Os moradores explicam que o avanço marítimo vem causando preocupação, além de trazer prejuízos econômicos à comunidade. A proprietária de um mercadinho no local, Eleuza dos Santos, 43, explica que o avanço da maré fez o número de clientes cair. "Caiu demais. As pessoas vinham muito para cá, mas de uns tempo para cá, só temos turistas no verão, e em número bem menor. O pessoal está assustado", lamentou a comerciante, acrescentando que as pessoas que moram próximas ao mar estão assustadas. "Quando a maré é forte, ela avança mais de 100 metros e chega aqui até a esquina".

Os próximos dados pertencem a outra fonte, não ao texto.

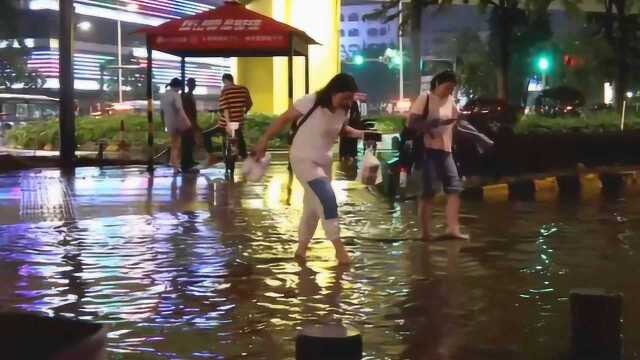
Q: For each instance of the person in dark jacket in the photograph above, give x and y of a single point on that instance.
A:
(349, 146)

O pescador Enilson dos Santos, 38, afirma que o mar avança a cada dia. "A maré tem ficado alta como nunca vi aqui na vida. Só quem sabe quando vai parar é a natureza, porque avançou muito", afirmou.
Obra pode aumentar erosão
O oceanógrafo Gabriel Le Campion, da Ufal (Universidade Federal de Alagoas), explica que a área que compõe a Barra Nova e praias vizinhas do município de Marechal Deodoro é de "instabilidade natural" e jamais deveria receber construções a distâncias menores de que 100 metros do mar.
Para o especialista, a ideia de instalar um dissipador de energia só vai proteger o patrimônio construído e não resolverá o problema costeiro. Pior: o problema poderá ser transferido para outros locais. “Com a obra, essa erosão poderá migrar ou até mesmo aumentar. O ideal seria deixar como está até que fosse feito um estudo detalhado daquela área, a partir daí, definiríamos uma melhor solução. Outras áreas próximas estão ameaçadas também e devem passar pelo mesmo processo”, afirmou Campion.

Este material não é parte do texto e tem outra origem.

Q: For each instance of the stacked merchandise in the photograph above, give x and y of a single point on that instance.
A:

Segundo ele, o processo erosivo na região foi acelerado por ações do homem. “O que acontece é que ali, por ser uma barra [próximo a dois rios, o Mundaú e o Paraíba], existe uma área de tensão, onde o oceano pode avançar ou recuar sobre a boca do estuário. Nesses últimos anos, houve a diminuição do volume de água desses rios por conta da destruição da mata ciliar. E esses rios levam sedimentos ao oceano. Como eles estão assoreados, o número de sedimentos transportados diminuiu. E quanto menos sedimentos chegam, mais o mar avança para buscar. E a situação ali só não está pior porque ali existe o mangue”, explicou.
Independente de obras de contenção, o oceanógrafo fez um alerta sobre as novas construções à beira-mar que tomam conta da região. “Construir condomínios na beira da praia é algo totalmente absurdo. Quanto mais se tirar sedimentos do mar, que vêm da movimentação de toda a costa litorânea, mais para dentro do continente o mar irá. Temos construções em áreas litorâneas abaixo do nível do mar, o que é muito perigoso”, destacou.
Segundo o secretário de Meio Ambiente de Marechal Deodoro, Erikson Machado de Melo, após a instalação do dissipador, a prefeitura vai dar início a obras de recuperação das matas. “Vamos fazer um estudo para sabermos o que devemos fazer, mas com certeza teremos uma atenção com a recomposição da vegetação. Infelizmente tivemos muitas áreas invadidas irregularmente, e que hoje se tornaram de grande risco. É um problema histórico”, explicou.